Given $n$ non-negative reals $a_1, a_2, \dots, a_n \in \mathbb{R}_{\ge 0}$, define the fixed-point weight $w(\pi)$ of a permutation $\pi \in S_n$ by $$ w(\pi) = \prod_{\{j:j=\pi(j)\}} a_j, $$ where the empty product evaluates to $1$ (i.e., derangements get weight 1).
I believe the following inequality to be true, but do not see how to prove it.
Conjecture For $a_1, a_2, \dots, a_n \ge 0$, we have $$ \mathbb{E}_{\pi \in S_n} [w(\pi)] \ge \mathbb{E}_{\{i,j\} \in\binom{[n]}{2}} [\sqrt{a_i a_j}], $$ where the expectation on the left is uniformly over all permutations $\pi \in S_n$ and the expectation on the right is uniformly over all 2-element subsets of $\{1, \dots, n\}$.
For example, the conjectural inequality for $n = 3$ (when scaled up by a factor of 6) is the claim that for $a_1, a_2, a_3 \ge 0$, we have
$$ 2 + a_1 + a_2 + a_3 + a_1a_2a_3 \ge 2\sqrt{a_1a_2} + 2\sqrt{a_2a_3} + 2 \sqrt{a_1a_3}, $$
which I can verify, but not in any way that seems to generalise. Mathematica also tells me that this inequality holds for n = 4, for what it's worth.
Some additional remarks.
- The left hand side may also be seen as the permanent of the matrix with $a_1, a_2, \dots, a_n$ on the diagonal, and 1's off the diagonal. I wonder, but have no idea, if things like the Alexandrov--Fenchel inequalities might be relevant.

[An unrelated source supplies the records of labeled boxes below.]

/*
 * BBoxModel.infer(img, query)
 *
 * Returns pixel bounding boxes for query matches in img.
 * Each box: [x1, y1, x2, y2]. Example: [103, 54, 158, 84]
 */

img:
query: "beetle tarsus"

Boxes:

- When all the $a_i$ are equal to some $a$, the right hand side is just $a$, while the left hand side is the expectation of $a^X$, where $X$ is the number of fixed points of a random permutation, and since $X$ has mean $1$, the claim follows from Jensen's inequality.
- The right hand side is clearly the symmetric Muirhead mean of the numbers $a_1, a_2, \dots, a_n$ associated with the vector $(1/2,1/2,0, \dots, 0)$. The left hand side is a weighted linear combination of the elementary symmetric polynomials (which are themselves Muirhead means as well) in $a_1, a_2, \dots, a_n$, with the weights coming from the fixed-point measure of a uniform permutation. It is tempting to appeal to Muirhead's inequality in some form that I might not be seeing (but some of the elementary symmetric polynomials beat the Muirhead mean on the right, and some others don't.)